There has been more deaths in the last month in Syria or Iraq than there has been in all of Israel’s history. Why don’t we hear you banging on about that a little bit more? Why is Israel, which even you acknowledge has some justification for retaliation, being singled out no less than three times in seven days by your good self for conversation when there are far greater and wholly unjustified atrocities being committed in other regions? What of the plane atrocity in Ukraine? Much of the media is still focussed on it, but while it preceded your Israel segment on Friday, it was dropped today. Is Israel, which is merely struggling to defend itself, that much more of a crime in your eyes, or does it simply attract more listeners?

Second, one of the questions you raised was about a group of people taking couches and sitting on a hilltop with popcorn watching bombs fall on Gaza. Even as a caller set you straight and made the point that they were watching the Iron Dome in action, you still pushed ahead with the question. If you are right, and they were watching bombs fall on Gaza, then even Israeli supporters would be quick to condemn it as deplorable. But why did you feel the need to raise the question about the actions of barely a couple of dozen people who are not representative of the six million plus in Israel? Did you raise a similar question when thousands were dancing in the streets of Gaza and handing out sweets to children, in “celebration” of the three teenagers kidnapped last month? Did you consider asking why thousands more were celebrating last night when it was reported that an Israeli soldier was kidnapped?

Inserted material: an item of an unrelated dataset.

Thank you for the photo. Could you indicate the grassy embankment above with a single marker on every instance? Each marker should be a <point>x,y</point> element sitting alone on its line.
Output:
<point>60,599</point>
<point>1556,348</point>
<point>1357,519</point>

It is the imbalance and the disproportionate scrutiny that gives rise to the consideration of one being anti-Zionist, which invariably links to the assumption of one being anti-Semitic.

Finally, for whatever clever responses that you, Mr. O’Brien, might choose to offer in order to whitewash my questions, it is true, it must be said, that anti-Zionism is not necessarily anti-Semitism. However, those lines become seriously blurred when pro-Palestinian rallies result in the firebombing a Synagogue in Paris, daubing swastikas on homes in London, and chanting Nazi slurs on the streets of Berlin. Ask yourself why when there’s tension in the Middle East, synagogues throughout Europe and beyond have to go on high alert with added security – but not mosques.

No James, you are not anti-Semitic. However, you might well be anti-Zionist. For many it is hard to make the distinction. Then again, who can blame them?